Not everyone counted in Denver Health's numbers are asylum-seekers, McCormick cautioned. Hospital workers don't ask about immigration status, but they do ask patients about their countries of origin. Looking back to 2019 provides a baseline, she said, which helps illustrate how migrant arrivals have impacted the ER.
On the job, McCormick has seen patients who picked up infections and traumas on their long, dangerous journeys to the U.S., patients who caught illnesses inside the city's motels and others who got sick as they languished in sidewalk encampments.
"We're ruling out tuberculosis. We're seeing a ton of chickenpox kind of rashes. We're seeing lots of diarrheal illness, abdominal pain, and then just regular stuff, like kids that have RSV and bronchiolitis and fevers. Kids that are dehydrated, malnourished need to be admitted to the hospital for IV fluids or oxygen support," she said. "So it's really the gamut of all of it."
Dealing with all these people is stressful, McCormick said, but added ER doctors are "used to being stretched" and can handle it. What's tougher is the reality that many of these patients have nothing else to fall back on. While some return to shelters when they leave, others exit back to city streets. And the emergency room is often the only path they have to access care.

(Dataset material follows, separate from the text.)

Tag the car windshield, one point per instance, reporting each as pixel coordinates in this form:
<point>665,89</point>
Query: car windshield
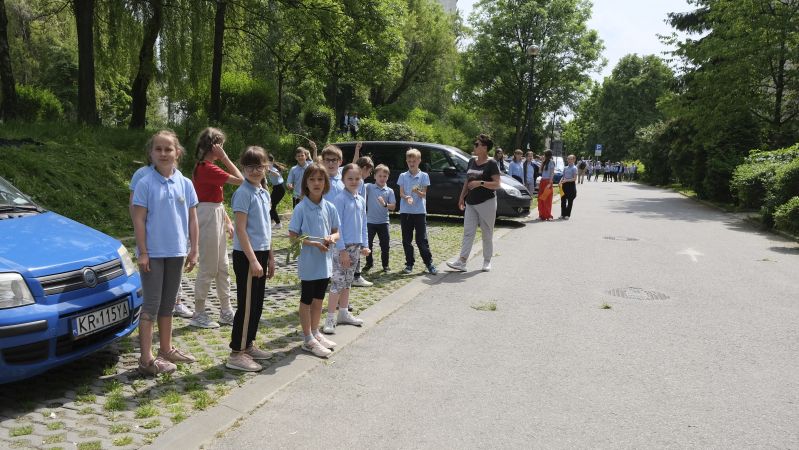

"They are coming in and they have no pediatrician, they have nowhere to go after they see us," she said. "It's always really hard to send somebody back out onto the street."
All this care also represents financial trouble for medical providers.
Migrant families visiting ER usually have no insurance, and also cannot pay out-of-pocket for their care. Denver Health is a "safety net" hospital, meaning it's set up to serve people in this situation in normal times.
But Dr. Steven Federico, a pediatrician who serves as Denver Health's chief government and community affairs officer, said this moment does represent fiscal risk. The hospital has been racking up costs for uncompensated care long before migrants arrived in their departments.
"This is an outlier. It's an outlier at a time of great instability, on the heels of COVID. Safety net hospitals are really under duress. Costs have skyrocketed. Reimbursements are flatlined," he told us. "That population, landing in the emergency department with either significant health needs and no payer source, that strains the health system the most."
Federico added his colleagues estimate that migrant patients made up ten percent of all ER visits in October, which is "not an insignificant impact" to the financial picture.
Cathy Alderman, spokesperson for the Colorado Coalition for the Homeless, said her organization estimates as many as half of new patients at their Stout Street clinic are also new arrivals.
"That's something that we were expecting at Stout Street Health Center, and I think it's a real concern," she said, "because neither Denver Health or CCH wants to turn people away. But when people don't have Medicaid coverage, and we don't have other funding sources we can tap into, it means we're doing this work for free."
While ER visits represent the highest costs in this system, Federico said, patients also need to tap into emergency funds for other service providers, like pharmacies, to make sure they don't get sicker. Federico brought up a three-year-old he recently treated for pathogens he probably got from drinking dirty water on his journey.
"We've got to figure out how to pay for medicines that little guy needs before he gets sicker and ends up in the hospital and gets even more costly," he said. "So it builds. The problems build on themselves, both clinically as well as fiscally."
His emergency room has become another place in Denver where people are working to keep a handle on this crisis, as more people arrive every day.
"It makes me proud to live in Denver, to know that we want to do our best to help others," Federico said. "I thing we're having a hard time doing it, but I think we're stepping up in the ways that we can."